The raw acquisition data for UrbanScene3D is also being made available, featuring high resolution aerial images at 6000x4000 pixels, and 4K aerial videos, along with poses and the reconstructed 3D models.
The project aims to address the limitations of existing urban scene datasets, and is the first to provide high quality CAD-level detail together with semantic labeling and depth-map information. Previous efforts include:
Released in 2014, Microsoft’s Common Objects in Context (COCO) dataset features 1.5 million object instances across 80 categories, together with object recognition in context, and five captions per image. COCO does not feature GT mesh with pose or depth information.

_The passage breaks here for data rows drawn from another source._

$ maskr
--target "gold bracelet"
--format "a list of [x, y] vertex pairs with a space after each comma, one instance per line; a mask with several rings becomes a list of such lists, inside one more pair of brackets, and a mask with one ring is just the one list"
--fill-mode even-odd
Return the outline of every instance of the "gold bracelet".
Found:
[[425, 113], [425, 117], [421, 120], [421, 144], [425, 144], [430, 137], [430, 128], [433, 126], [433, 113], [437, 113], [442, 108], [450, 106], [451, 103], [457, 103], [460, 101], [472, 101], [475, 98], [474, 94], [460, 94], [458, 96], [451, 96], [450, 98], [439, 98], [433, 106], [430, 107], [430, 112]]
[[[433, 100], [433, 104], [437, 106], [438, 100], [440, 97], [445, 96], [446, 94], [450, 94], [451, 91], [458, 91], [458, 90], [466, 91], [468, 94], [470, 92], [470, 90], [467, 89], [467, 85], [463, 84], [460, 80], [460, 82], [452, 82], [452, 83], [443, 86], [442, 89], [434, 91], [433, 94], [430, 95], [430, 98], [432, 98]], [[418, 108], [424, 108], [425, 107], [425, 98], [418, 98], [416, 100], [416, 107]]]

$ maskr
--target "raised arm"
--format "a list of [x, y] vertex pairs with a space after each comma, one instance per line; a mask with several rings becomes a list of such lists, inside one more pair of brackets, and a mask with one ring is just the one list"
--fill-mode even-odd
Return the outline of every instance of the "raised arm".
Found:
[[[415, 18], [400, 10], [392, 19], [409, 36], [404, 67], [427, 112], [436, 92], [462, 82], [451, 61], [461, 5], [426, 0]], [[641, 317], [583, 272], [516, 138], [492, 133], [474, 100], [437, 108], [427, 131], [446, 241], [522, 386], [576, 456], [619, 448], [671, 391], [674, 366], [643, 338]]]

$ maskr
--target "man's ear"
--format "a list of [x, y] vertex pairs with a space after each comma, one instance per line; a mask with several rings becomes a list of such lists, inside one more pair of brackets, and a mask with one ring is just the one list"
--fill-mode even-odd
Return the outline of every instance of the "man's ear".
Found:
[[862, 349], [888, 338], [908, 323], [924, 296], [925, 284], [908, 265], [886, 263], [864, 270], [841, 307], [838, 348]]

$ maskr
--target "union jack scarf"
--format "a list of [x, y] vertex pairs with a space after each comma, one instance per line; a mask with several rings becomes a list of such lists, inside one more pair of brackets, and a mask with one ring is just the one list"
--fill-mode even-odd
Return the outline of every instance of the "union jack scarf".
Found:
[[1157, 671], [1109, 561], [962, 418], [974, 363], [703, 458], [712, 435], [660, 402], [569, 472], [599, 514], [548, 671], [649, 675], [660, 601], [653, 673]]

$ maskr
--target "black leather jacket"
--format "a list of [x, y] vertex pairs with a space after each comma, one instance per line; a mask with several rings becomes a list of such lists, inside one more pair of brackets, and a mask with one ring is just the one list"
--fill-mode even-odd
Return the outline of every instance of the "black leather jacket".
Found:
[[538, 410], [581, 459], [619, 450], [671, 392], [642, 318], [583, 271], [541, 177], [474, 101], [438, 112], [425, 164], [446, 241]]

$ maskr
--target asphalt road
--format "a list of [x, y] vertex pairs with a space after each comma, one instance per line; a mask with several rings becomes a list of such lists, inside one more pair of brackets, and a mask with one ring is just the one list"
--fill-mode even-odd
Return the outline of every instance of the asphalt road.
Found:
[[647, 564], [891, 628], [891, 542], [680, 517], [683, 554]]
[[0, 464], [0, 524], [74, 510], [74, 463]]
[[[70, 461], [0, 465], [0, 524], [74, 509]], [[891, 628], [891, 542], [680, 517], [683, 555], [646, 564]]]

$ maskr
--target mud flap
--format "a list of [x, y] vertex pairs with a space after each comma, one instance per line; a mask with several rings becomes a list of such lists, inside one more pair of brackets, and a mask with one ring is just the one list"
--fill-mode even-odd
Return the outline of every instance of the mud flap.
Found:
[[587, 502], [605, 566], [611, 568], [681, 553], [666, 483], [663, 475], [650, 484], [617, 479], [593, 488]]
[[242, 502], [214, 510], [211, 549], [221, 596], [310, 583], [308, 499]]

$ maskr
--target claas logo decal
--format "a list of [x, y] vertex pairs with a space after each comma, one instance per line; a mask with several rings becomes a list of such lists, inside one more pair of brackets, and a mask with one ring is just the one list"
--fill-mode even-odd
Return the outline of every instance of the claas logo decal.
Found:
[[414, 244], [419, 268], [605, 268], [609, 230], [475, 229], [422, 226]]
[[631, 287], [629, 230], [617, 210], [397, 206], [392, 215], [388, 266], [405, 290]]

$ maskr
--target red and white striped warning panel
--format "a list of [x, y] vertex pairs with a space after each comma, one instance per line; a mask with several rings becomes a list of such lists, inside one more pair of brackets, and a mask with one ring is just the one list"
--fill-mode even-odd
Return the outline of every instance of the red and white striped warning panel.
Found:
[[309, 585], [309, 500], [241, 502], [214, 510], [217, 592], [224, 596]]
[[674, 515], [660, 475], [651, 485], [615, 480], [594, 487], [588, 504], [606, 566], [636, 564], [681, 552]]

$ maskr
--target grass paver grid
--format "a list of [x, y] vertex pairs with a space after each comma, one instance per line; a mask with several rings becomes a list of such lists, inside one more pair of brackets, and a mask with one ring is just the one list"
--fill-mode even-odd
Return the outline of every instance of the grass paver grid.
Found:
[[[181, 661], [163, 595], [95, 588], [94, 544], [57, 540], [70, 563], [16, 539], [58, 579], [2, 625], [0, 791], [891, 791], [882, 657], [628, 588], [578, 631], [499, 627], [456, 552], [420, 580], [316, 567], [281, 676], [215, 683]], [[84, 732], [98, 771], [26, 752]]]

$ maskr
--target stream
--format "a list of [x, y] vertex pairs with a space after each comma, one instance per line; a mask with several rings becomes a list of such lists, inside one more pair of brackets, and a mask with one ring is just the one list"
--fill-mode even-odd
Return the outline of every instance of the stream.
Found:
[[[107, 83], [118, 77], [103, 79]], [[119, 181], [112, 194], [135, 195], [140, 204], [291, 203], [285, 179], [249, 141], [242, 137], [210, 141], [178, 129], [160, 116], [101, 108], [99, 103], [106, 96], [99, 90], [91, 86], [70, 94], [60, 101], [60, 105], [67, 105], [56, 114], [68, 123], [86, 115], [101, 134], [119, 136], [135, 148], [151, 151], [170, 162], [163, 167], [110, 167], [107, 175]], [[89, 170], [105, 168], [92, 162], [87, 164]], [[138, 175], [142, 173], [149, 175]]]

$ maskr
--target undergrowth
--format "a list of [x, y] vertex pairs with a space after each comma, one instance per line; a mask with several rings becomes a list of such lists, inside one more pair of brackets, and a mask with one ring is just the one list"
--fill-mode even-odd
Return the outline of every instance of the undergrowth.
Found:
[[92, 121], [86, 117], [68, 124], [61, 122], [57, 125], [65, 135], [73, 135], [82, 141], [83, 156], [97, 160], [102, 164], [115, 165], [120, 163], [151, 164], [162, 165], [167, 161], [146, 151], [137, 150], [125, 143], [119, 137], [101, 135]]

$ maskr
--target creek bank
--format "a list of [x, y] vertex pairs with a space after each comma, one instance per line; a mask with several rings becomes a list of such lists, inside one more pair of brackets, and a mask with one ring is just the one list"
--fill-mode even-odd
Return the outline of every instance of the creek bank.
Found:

The KITTI Vision Benchmark Suite
Produced by the Karlsruhe Institute of Technology and the Toyota Technological Institute at Chicago, KITTI provides depth information, but not instance masks.
The Cityscapes Dataset for Semantic Urban Scene Understanding (aka CityScape) was released in 2016, and features dense semantic segmentation, and instance segmentation of people and vehicles. As such, its primary objective is to aid in the development of autonomous driving systems and adjacent sectors of urban monitoring.
It features eight classes, including flat, human, vehicle, construction, object, nature, sky and void, and offers fine annotations across 5000 images.
CityScape was released in 2020, and is similar in features to UrbanScene3D, except that it lacks CAD modeling.
Launched in 2018 and led by Baidu Research, ApolloCar3D is a collaboration between a number of academic research units across the west and Asia, including the University of California at San Diego, the Australian National University, and the Northwestern Polytechnical University at Xi’an, China.
ApolloCar3D is specifically aimed at ground-level autonomous vehicle research, and features 5,277 driving images, and over 60,000 vehicle instances powered by detailed 3D CAD models rendered at absolute sizes, and labeled for semantic key-points. The dataset is more than 20 times larger than KITTI, but, unlike UrbanScene3D, only features partial depth information.
HoliCity, described as ‘A City-Scale Data Platform for Learning Holistic 3D Structures’, is a 2021 collaboration between UC Berkeley, Stanford, USC and Bytedance Research at Palo Alto. It comprises a city-scale 3D dataset with a high level of structural detail, and offers 6,300 real-world panorama scenes covering an area exceeding 20 square kilometers.
The project is aimed at real-world applications such as localization, augmented reality, mapping and city-scale reconstruction. Though it features CAD modeling, the level of detail is below that of UrbanScene3D.